I have then encountered this error:

Exception in thread "main" java.lang.IllegalArgumentException: java.lang.AssertionError: SAM dictionaries are not the same: SAMSequenceRecord(name=chr1,length=248956422,dict_index=0,assembly=20) was found when SAMSequenceRecord(name=1,length=248956422,dict_index=0,assembly=null) was expected.
at picard.vcf.SortVcf.collectFileReadersAndHeaders(SortVcf.java:126)
at picard.vcf.SortVcf.doWork(SortVcf.java:95)
at picard.cmdline.CommandLineProgram.instanceMain(CommandLineProgram.java:205)
at picard.cmdline.PicardCommandLine.instanceMain(PicardCommandLine.java:94)
at picard.cmdline.PicardCommandLine.main(PicardCommandLine.java:104)
Caused by: java.lang.AssertionError: SAM dictionaries are not the same: SAMSequenceRecord(name=chr1,length=248956422,dict_index=0,assembly=20) was found when SAMSequenceRecord(name=1,length=248956422,dict_index=0,assembly=null) was expected.
at htsjdk.samtools.SAMSequenceDictionary.assertSameDictionary(SAMSequenceDictionary.java:170)
at picard.vcf.SortVcf.collectFileReadersAndHeaders(SortVcf.java:124)
... 4 more

I have tried a lot of times but still getting back the same error. Kindly do advise how can I solve this problem.

I would then like to perform SelectVariants to extract variants that missed in HapMap but present in my dataset.

Thank you so much in advance.

Cheers,
Moon

Tagged:

Issue · Github
by Sheila

Issue Number
1678
State
closed
Last Updated
Assignee
Array
Milestone
Array
Closed By
chandrans

Answers

  • Geraldine_VdAuweraGeraldine_VdAuwera Cambridge, MAMember, Administrator, Broadie
    Did you update the index file of your vcf after editing it to remove chr? If not, please do so and see if the error persists.
  • ymoonymoon malaysiaMember

    @Geraldine_VdAuwera Good day and thanks much for the suggestion.

    I have used IGVtools to index the removedChr_HapMap, generated new vcf.idx. However, the error persists.
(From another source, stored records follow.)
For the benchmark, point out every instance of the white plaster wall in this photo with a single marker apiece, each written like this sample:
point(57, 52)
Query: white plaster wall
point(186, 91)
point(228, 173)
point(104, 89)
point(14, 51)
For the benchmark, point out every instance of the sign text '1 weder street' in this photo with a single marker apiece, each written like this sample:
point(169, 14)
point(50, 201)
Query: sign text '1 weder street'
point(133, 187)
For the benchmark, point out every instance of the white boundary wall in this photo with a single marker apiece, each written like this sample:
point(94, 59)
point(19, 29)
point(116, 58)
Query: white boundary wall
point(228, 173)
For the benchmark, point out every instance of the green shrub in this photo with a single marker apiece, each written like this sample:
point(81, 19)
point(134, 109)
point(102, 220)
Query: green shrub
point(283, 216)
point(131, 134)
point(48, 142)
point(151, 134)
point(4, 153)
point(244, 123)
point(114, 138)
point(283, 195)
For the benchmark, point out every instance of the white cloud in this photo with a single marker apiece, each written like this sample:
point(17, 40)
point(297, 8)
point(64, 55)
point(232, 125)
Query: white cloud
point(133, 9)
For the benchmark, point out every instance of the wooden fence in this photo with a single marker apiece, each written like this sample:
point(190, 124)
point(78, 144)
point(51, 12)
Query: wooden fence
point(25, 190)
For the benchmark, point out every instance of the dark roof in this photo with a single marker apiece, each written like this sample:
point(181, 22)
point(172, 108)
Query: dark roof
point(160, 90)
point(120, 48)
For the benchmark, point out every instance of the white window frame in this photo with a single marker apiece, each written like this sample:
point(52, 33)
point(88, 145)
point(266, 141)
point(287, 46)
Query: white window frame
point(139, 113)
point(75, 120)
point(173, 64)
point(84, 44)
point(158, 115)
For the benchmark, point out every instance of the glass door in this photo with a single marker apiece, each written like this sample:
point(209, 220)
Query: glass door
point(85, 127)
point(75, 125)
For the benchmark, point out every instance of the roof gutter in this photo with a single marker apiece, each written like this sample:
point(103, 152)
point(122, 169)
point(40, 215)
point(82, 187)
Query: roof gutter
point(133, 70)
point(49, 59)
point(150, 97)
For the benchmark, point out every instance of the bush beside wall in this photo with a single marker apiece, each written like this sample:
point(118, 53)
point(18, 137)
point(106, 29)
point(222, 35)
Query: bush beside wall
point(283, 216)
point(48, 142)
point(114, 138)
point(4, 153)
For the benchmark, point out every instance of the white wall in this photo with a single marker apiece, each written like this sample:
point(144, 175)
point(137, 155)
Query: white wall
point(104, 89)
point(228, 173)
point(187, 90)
    Exception in thread "main" java.lang.IllegalArgumentException: java.lang.AssertionError: SAM dictionaries are not the same: SAMSequenceRecord(name=chr1,length=248956422,dict_index=0,assembly=20) was found when SAMSequenceRecord(name=1,length=248956422,dict_index=0,assembly=null) was expected.
    at picard.vcf.SortVcf.collectFileReadersAndHeaders(SortVcf.java:126)
    at picard.vcf.SortVcf.doWork(SortVcf.java:95)
    at picard.cmdline.CommandLineProgram.instanceMain(CommandLineProgram.java:205)
    at picard.cmdline.PicardCommandLine.instanceMain(PicardCommandLine.java:94)
    at picard.cmdline.PicardCommandLine.main(PicardCommandLine.java:104)
    Caused by: java.lang.AssertionError: SAM dictionaries are not the same: SAMSequenceRecord(name=chr1,length=248956422,dict_index=0,assembly=20) was found when SAMSequenceRecord(name=1,length=248956422,dict_index=0,assembly=null) was expected.
    at htsjdk.samtools.SAMSequenceDictionary.assertSameDictionary(SAMSequenceDictionary.java:170)
    at picard.vcf.SortVcf.collectFileReadersAndHeaders(SortVcf.java:124)
    ... 4 more
    Thank you.

  • Geraldine_VdAuweraGeraldine_VdAuwera Cambridge, MAMember, Administrator, Broadie

    Ah, the assembly property seems to be different. You'll need to edit it to match (replace null by 20 in the header).

  • rturbarturba Member
    edited February 13

    Hello there! I am also getting a similar error, though I don't know how to fix it. I got the VCF file from a collaborator and I'm running with a reference that I downloaded and indexed, but they are supposed to be exactly the same reference.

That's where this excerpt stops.